Retinoblastoma gene or the Rb gene is a tumour suppressor gene. This means that its normal function is to inhibit the cell cycle and prevent the cell from replicating further. Basically it puts a brake on the cells replication. 

Let's recap the cell cycle to better understand which phase of the cycle, the Rb gene aims to attack. 

• It begins with The G1 phase, where the cell undergoes metabolic changes to prepare itself for division. 
• Then comes the S phase, where the DNA is replicated.
• Next is the G2 phase, which undergoes further metabolic changes for cell mitosis.
• Lastly is the M phase, when mitosis (nuclear division) and cytokinesis (cellular division) takes place.

Check out our article on cell cycle to understand the details of the cell cycle and its regulation. 

The Rb gene comes Into play at the G1 phase and makes sure the cell doesn't progress to the S phase so DNA replication and further propagation of cells don’t occur. It’s important to note here, that we study about this gene because it’s function helps us to regulate the rate of cell growth by stopping DNA replication in the S phase.

The dysfunction of this cell obviously causes uncontrollable growth of cells, which leads to the formation of tumours. As, the Rb gene is present in maximum concentrations in the eye, the most common neoplasm associated with Rb mutation is Retinoblastoma. The second most common neoplasm associated with Rb mutation is osteosarcoma. 

What does mutation of a Rb gene mean? The Rb gene is located on the long arm of the 13th chromosome. Rb gene has two domains, Domain A, which acts like a receptor for the binding of a transcriptional factor called E2F and Domain B. The Rb gene remains activated in the dephosphorylated state where it can bind to E2F. Dephosphorylation of Rb gene is done by an enzyme called Protein phosphatase 1. When it should be inactivated in the G1 phase of the call cycle, so DNA replication in the S phase is inhibited, it is phosphorylated to a state called PRb. This phosphorylation is done by cyclins and some enzymes called cyclin dependent kinases. PRb is not able to bind with E2F. Thus when there is a defect in the phosphorylation of the Rb gene, it remains in it’s dephosphorylated form, which can bind to E2F and promote DNA replication continuously, resulting in uncontrollable cell growth which leads to the growth of a tumour like explained above.

Retinoblastoma is a rare neoplasm of the eye that usually occurs in children under the age of five. It affects the retina which  is responsible for sensing light and colour. The cells in the retina are not sloughed off and replaced like they normally should be because of uncontrolled proliferation. The first sign elicited in children suffering from retinoblastoma is whiteness in the eye, also called, Leukocoria. In addition, when a light is shone on the eye, there is sheen seen in the pupil which is commonly seen in feline animals, hence this is also known as Cat’s Eye. The other common symptoms include, strabismus or crossed eyes, redness of the white part of the eye called the sclera and swelling of eyelids.

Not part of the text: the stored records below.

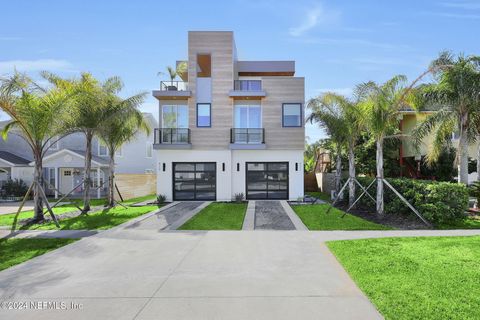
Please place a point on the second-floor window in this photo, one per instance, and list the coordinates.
(292, 115)
(204, 116)
(102, 149)
(175, 116)
(248, 116)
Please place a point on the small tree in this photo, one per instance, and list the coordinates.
(120, 129)
(39, 116)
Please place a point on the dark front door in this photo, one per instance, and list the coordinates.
(267, 180)
(194, 180)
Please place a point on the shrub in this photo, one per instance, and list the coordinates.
(438, 202)
(161, 198)
(15, 188)
(239, 197)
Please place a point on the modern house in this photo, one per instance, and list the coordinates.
(64, 162)
(230, 126)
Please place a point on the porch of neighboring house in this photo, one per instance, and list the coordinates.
(64, 172)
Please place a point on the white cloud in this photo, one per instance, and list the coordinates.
(314, 16)
(35, 65)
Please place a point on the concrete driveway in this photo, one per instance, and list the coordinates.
(147, 274)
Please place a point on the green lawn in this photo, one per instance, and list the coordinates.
(320, 195)
(315, 218)
(218, 216)
(15, 251)
(416, 278)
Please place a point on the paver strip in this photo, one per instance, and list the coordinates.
(270, 215)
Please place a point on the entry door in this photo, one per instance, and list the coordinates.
(194, 180)
(267, 180)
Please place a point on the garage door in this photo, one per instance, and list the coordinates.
(194, 181)
(267, 180)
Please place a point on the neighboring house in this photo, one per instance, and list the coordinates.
(64, 162)
(409, 155)
(230, 126)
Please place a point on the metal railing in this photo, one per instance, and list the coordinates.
(171, 136)
(173, 86)
(247, 85)
(247, 135)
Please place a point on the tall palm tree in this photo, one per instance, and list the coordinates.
(381, 105)
(92, 109)
(40, 116)
(342, 118)
(455, 97)
(120, 129)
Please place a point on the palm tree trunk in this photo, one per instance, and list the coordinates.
(478, 159)
(338, 173)
(463, 158)
(111, 180)
(37, 199)
(351, 174)
(87, 171)
(380, 205)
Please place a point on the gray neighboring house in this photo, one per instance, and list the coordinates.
(64, 162)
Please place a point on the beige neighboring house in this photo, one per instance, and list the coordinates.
(230, 126)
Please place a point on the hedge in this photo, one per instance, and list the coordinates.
(438, 202)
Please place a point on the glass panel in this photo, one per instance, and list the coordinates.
(241, 117)
(184, 167)
(203, 115)
(277, 166)
(256, 166)
(254, 117)
(182, 117)
(205, 166)
(169, 117)
(292, 115)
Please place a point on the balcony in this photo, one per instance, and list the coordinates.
(245, 89)
(172, 138)
(247, 138)
(172, 90)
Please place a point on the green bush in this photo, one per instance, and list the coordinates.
(15, 188)
(438, 202)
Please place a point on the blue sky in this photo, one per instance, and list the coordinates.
(336, 44)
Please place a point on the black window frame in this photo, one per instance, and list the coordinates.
(210, 114)
(283, 115)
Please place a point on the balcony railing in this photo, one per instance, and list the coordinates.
(247, 85)
(247, 135)
(173, 86)
(172, 136)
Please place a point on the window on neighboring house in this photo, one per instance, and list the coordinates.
(102, 149)
(204, 115)
(292, 115)
(51, 178)
(148, 153)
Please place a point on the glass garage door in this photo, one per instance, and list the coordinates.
(267, 180)
(194, 181)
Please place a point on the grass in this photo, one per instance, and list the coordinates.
(218, 216)
(416, 278)
(315, 217)
(320, 195)
(15, 251)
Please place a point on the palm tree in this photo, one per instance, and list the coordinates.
(39, 115)
(92, 109)
(381, 106)
(455, 97)
(342, 119)
(120, 129)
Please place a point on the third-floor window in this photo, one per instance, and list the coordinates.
(175, 116)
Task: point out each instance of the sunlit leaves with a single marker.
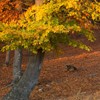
(47, 25)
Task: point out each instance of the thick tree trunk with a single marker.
(22, 90)
(17, 72)
(7, 60)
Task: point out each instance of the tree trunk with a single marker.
(22, 90)
(7, 60)
(17, 72)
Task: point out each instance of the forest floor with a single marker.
(55, 82)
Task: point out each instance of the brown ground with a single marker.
(55, 82)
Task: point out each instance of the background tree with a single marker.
(40, 29)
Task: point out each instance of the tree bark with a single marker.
(17, 72)
(22, 90)
(7, 60)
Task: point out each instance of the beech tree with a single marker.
(40, 29)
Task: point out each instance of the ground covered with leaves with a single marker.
(55, 82)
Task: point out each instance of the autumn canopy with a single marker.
(49, 24)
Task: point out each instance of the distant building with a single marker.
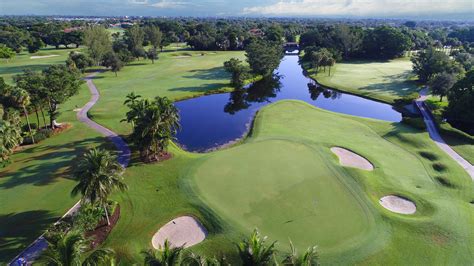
(256, 32)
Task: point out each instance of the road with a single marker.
(436, 137)
(32, 252)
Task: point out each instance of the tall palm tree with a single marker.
(167, 256)
(22, 99)
(309, 258)
(99, 174)
(69, 251)
(254, 252)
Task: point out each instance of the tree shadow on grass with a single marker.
(47, 164)
(208, 74)
(18, 230)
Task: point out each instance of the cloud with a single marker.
(163, 4)
(363, 7)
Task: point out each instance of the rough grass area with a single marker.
(384, 81)
(176, 78)
(23, 61)
(35, 188)
(284, 180)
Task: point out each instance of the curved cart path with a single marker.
(28, 255)
(436, 137)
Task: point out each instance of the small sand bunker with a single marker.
(350, 159)
(184, 230)
(43, 56)
(398, 204)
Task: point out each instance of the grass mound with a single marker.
(445, 182)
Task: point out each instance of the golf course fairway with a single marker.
(284, 180)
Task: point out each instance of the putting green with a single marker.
(286, 189)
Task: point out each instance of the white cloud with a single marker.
(363, 7)
(168, 4)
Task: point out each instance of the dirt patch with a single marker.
(100, 233)
(398, 204)
(43, 56)
(351, 159)
(182, 231)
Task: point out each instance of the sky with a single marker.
(422, 9)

The interesting thing about the mutations of the Rb gene is that it follows Knudson’s Two Hit hypothesis. The principle of this hypothesis is that both the alleles of the Rb gene must be damaged in order for the function to be impaired to such an extent that it causes a neoplasm.

As a result, there are two genetic variations of Retinoblastoma. The bilateral form is when it affects both the eyes. It’s also called the familial form because it is passed on in the family to some extent. Here one mutated allele is passed down in the family. Which means the gene already has one hit. If the second allele gets mutated by environmental factors, then the function of the gene will be completely lost leading to a neoplasm. This form is more common and more dangerous as it only requires a single hit. It works by the principle of linear kinetics. 

The other form is called unilateral as it affects only one eye. It's also called sporadic as this cancer occurs in irregular cases. In this case, the gene is completely normal and both alleles are functioning normally at birth. Environmental factors must damage both alleles for the tumor to manifest. This form works by the principle of polynomial kinetics.

So basically, Retinoblastoma is the result of the dysfunction of a tumour suppressor gene, that leads to the growth of tumours, that establish a neoplasm of the eye. The  understanding of the functions of important genes like the Rb gene and the p53 gene gives us an insight into the development of neoplasms and equip us with the tools to try and stop them.